Un ricercatore informatico ha messo a nudo una serie di limiti tecnici e legali per cui, fondamentalmente, il Green pass non può decadere nemmeno in caso di furto, diffusione illecita o contagio di chi lo detiene

Sorpresa: il Green pass non si può invalidare efficacemente, nemmeno in caso di furto, diffusione illecita del codice QR o addirittura positività al Covid-19 del portatore della certificazione digitale europea. A suonare l’allarme è Matteo G. Flora, poliedrico esperto di informatica, che da uno scivolone della regione Toscana su Twitter (ossia la pubblicazione di un Green pass valido) ha scoperto la falla nel sistema italiano, che in teoria (ma non in pratica) prevede un modo per rigettare un certificato invalidato.

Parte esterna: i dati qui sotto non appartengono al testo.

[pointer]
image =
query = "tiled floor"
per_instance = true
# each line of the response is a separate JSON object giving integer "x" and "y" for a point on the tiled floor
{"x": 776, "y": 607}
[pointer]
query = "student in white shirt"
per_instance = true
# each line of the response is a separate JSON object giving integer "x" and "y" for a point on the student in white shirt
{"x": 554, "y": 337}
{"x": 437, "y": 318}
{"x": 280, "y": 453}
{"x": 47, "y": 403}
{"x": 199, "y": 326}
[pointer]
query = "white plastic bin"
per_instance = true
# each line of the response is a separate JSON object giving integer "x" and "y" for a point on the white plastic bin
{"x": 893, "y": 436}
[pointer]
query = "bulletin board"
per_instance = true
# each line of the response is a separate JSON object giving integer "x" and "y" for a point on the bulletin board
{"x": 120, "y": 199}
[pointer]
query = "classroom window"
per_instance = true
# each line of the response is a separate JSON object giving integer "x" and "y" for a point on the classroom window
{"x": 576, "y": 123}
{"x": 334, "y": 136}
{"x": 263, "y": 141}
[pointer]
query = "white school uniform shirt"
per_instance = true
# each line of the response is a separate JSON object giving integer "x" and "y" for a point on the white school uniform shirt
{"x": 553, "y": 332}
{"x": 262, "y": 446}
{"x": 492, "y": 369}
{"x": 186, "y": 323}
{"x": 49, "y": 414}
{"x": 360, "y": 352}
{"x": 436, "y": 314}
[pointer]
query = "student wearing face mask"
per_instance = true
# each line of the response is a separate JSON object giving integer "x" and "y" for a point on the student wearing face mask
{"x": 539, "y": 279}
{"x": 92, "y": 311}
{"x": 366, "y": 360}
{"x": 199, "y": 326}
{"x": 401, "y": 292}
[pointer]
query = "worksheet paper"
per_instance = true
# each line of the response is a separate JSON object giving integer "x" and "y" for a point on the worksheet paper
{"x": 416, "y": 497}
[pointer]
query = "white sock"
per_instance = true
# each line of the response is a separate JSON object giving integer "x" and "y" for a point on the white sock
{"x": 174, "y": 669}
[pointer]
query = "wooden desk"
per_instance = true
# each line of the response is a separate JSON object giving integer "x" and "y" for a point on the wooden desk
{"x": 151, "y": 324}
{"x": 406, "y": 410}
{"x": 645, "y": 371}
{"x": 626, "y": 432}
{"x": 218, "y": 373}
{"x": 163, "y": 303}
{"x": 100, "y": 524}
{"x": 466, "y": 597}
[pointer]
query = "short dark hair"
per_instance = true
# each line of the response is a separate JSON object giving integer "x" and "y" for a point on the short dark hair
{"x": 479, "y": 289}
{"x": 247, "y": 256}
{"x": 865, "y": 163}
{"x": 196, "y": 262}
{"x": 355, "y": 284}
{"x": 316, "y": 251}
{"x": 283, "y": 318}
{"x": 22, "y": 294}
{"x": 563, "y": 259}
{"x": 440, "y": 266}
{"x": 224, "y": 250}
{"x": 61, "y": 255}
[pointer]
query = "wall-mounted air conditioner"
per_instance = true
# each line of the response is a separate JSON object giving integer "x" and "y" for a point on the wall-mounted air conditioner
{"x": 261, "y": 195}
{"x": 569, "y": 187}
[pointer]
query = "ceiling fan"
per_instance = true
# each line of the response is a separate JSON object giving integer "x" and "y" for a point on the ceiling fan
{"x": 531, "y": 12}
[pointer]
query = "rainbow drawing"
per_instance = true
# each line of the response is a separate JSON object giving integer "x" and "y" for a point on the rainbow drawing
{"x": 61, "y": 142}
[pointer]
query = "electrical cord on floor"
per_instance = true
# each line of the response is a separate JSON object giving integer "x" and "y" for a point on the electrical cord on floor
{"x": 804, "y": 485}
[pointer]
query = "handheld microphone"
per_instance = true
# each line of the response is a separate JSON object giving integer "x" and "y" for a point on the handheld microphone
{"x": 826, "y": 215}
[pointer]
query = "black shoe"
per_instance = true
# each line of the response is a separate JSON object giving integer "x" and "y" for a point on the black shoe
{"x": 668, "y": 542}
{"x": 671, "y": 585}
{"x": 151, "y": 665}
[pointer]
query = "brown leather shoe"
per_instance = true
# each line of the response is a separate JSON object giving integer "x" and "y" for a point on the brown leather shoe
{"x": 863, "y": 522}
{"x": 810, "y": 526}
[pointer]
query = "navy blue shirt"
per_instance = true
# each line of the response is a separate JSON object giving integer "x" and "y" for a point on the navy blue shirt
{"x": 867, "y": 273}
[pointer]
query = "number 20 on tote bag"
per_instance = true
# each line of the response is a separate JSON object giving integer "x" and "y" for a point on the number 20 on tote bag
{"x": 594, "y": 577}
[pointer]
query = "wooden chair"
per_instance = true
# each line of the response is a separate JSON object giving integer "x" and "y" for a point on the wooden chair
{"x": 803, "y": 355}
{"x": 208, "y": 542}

Assieme a Carlo Piana, avvocato esperto di IT, e Stefano Zanero, professore di cibersicurezza del Politecnico di Milano, Flora ha raccontato via YouTube i dettagli del caso. Il tutto si basa su un equivoco fondamentale: il digital green certificate europeo è, appunto, un certificato e non un pass, a prescindere dall’utilizzo che se ne possa fare. Il codice QR serve ad attestare l’avvenuta vaccinazione, la guarigione dal Covid o il risultato negativo di un tampone, tutti elementi con una data di scadenza naturale (rispettivamente nove mesi, sei mesi e quarantotto ore) entro la quale il Green pass “originario” risulta sempre valido.

In linea con le direttive europee, ogni codice QR è “firmato” da una chiave digitale che ne attesta la veridicità ed evita falsificazioni. Quella è la chiave in cui si inscrive, per esempio, la “revoca” che avviene se qualcuno in possesso di Green pass risulta positivo al Covid-19. Il problema è che la chiave è insita nel codice stesso e l’operazione di validazione tramite l’app VerificaC19 avviene offline per ovvi motivi (convenienza, ma anche contando che si può esibire un codice in versione cartacea, o comunque un salvataggio digitale di esso). E in barba alle direttive europee, che suggeriscono di limitare la validità delle chiavi digitali per “costringere” i detentori ad aggiornare i propri certificati, in Italia – per ragioni di comodità – si è pensato bene di farle coincidere con la scadenza naturale del pass.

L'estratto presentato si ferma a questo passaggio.